There is no good evidence to support the idea that eating breakfast promotes weight loss or that skipping breakfast leads to weight gain, according to a review published in the BMJ.
The findings show daily calorie intake was higher in people eating breakfast and that skipping breakfast does not cause greater appetite later in the day.
Previous studies have suggested eating breakfast is linked with maintaining a healthy weight, but these findings were observational and possibly reflect an individual’s wider healthy lifestyle and food choices.
A team from Monash University in Melbourne analysed the effect of regularly eating breakfast on weight change and daily energy intake, based on evidence from 13 trials, mainly in the US and UK, from the last 28 years.

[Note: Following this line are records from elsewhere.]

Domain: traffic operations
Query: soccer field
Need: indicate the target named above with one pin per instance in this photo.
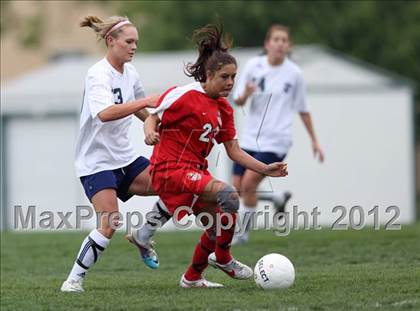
(335, 270)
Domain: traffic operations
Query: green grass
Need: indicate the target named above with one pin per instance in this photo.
(335, 270)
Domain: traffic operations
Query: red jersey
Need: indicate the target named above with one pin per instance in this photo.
(191, 123)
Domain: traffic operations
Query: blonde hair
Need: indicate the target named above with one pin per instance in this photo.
(276, 27)
(102, 27)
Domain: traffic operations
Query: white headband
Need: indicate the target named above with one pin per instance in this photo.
(116, 26)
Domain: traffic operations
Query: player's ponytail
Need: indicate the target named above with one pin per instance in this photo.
(104, 28)
(213, 49)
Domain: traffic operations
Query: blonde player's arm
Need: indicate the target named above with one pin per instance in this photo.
(116, 112)
(151, 133)
(249, 89)
(236, 154)
(142, 114)
(307, 121)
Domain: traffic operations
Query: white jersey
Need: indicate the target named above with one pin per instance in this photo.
(278, 96)
(106, 145)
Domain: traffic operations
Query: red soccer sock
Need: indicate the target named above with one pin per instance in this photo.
(223, 240)
(202, 251)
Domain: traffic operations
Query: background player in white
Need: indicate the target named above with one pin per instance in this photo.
(106, 162)
(275, 87)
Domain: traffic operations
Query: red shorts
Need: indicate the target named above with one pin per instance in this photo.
(180, 188)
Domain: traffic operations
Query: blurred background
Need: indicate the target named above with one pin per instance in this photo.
(360, 64)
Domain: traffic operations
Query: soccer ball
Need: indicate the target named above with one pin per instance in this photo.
(274, 271)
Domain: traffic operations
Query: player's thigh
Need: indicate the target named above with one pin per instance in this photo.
(105, 204)
(214, 190)
(142, 184)
(250, 181)
(236, 182)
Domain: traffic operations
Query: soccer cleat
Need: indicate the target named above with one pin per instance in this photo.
(147, 252)
(280, 201)
(234, 268)
(184, 283)
(74, 286)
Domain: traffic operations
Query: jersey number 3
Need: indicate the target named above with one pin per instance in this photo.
(117, 96)
(207, 130)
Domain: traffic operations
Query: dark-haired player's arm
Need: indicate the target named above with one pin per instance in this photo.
(234, 151)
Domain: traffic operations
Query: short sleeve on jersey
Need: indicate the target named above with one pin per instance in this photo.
(227, 131)
(99, 93)
(243, 80)
(299, 100)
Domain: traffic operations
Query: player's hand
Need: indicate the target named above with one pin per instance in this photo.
(249, 89)
(317, 151)
(277, 169)
(152, 100)
(152, 138)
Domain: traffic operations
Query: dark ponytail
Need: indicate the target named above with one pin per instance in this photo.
(213, 52)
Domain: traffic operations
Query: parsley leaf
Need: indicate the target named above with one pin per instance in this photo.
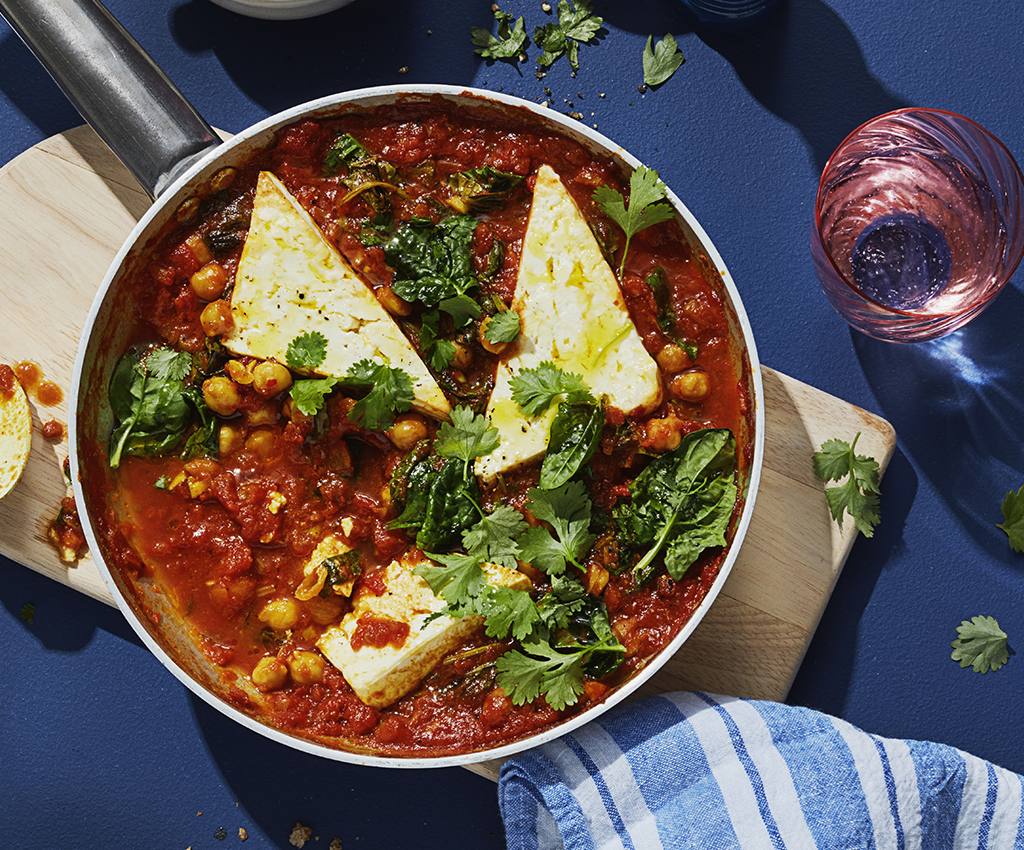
(503, 327)
(468, 436)
(390, 392)
(535, 389)
(306, 351)
(662, 61)
(859, 495)
(567, 510)
(1013, 519)
(646, 189)
(982, 644)
(576, 25)
(509, 42)
(307, 394)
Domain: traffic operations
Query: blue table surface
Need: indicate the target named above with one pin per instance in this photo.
(100, 747)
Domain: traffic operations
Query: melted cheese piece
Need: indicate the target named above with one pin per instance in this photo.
(381, 675)
(572, 313)
(292, 280)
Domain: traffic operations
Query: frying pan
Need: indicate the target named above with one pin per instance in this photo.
(173, 153)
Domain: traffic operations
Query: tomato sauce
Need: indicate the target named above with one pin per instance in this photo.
(226, 538)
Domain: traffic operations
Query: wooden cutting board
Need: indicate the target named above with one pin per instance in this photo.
(68, 204)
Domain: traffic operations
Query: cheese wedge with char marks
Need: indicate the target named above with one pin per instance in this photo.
(572, 312)
(291, 280)
(381, 675)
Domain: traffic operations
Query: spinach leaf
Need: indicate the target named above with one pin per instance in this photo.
(433, 263)
(440, 503)
(680, 504)
(482, 188)
(576, 431)
(150, 400)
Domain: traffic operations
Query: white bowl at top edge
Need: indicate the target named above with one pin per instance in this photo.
(282, 9)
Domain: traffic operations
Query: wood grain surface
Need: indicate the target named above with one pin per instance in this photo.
(68, 204)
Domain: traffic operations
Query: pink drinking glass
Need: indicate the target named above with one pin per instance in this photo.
(918, 224)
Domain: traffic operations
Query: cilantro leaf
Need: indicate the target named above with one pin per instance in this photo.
(390, 393)
(494, 538)
(662, 61)
(567, 510)
(306, 351)
(535, 389)
(576, 25)
(982, 644)
(858, 496)
(467, 437)
(509, 41)
(541, 668)
(1013, 519)
(503, 327)
(646, 189)
(307, 394)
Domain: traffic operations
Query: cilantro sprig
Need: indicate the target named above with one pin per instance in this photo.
(537, 388)
(662, 60)
(981, 645)
(646, 205)
(858, 495)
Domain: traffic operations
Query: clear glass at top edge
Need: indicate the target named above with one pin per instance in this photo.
(966, 147)
(728, 15)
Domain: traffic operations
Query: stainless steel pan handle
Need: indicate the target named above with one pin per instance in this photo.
(126, 98)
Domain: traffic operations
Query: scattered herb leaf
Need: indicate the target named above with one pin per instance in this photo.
(1013, 519)
(507, 44)
(982, 644)
(662, 61)
(307, 350)
(644, 209)
(858, 496)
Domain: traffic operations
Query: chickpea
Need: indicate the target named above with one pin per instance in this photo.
(261, 442)
(673, 357)
(269, 378)
(664, 434)
(306, 668)
(492, 347)
(221, 395)
(407, 431)
(216, 319)
(269, 674)
(281, 613)
(228, 439)
(394, 304)
(210, 282)
(239, 372)
(463, 358)
(691, 386)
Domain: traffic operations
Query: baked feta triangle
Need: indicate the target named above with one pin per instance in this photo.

The researchers found total daily energy intake was higher in groups who ate breakfast compared with those who skipped it (an average of 260 more calories consumed in a day) regardless of their usual breakfast habits.
The results showed that those who skipped breakfast were on average 0.44 kg lighter.
The effect of breakfast on weight did not differ between people with a normal weight and those who were overweight.
It has previously been suggested that eating breakfast may help with weight loss because of the efficient burning of calories early in the day preventing overeating later on. But the reviewers found no significant difference in metabolic rates between breakfast eaters and skippers.
The researchers stress that the quality of studies was low, so the findings should be interpreted with caution, but say that their review questions the popular recommendation that eating breakfast can help with weight control.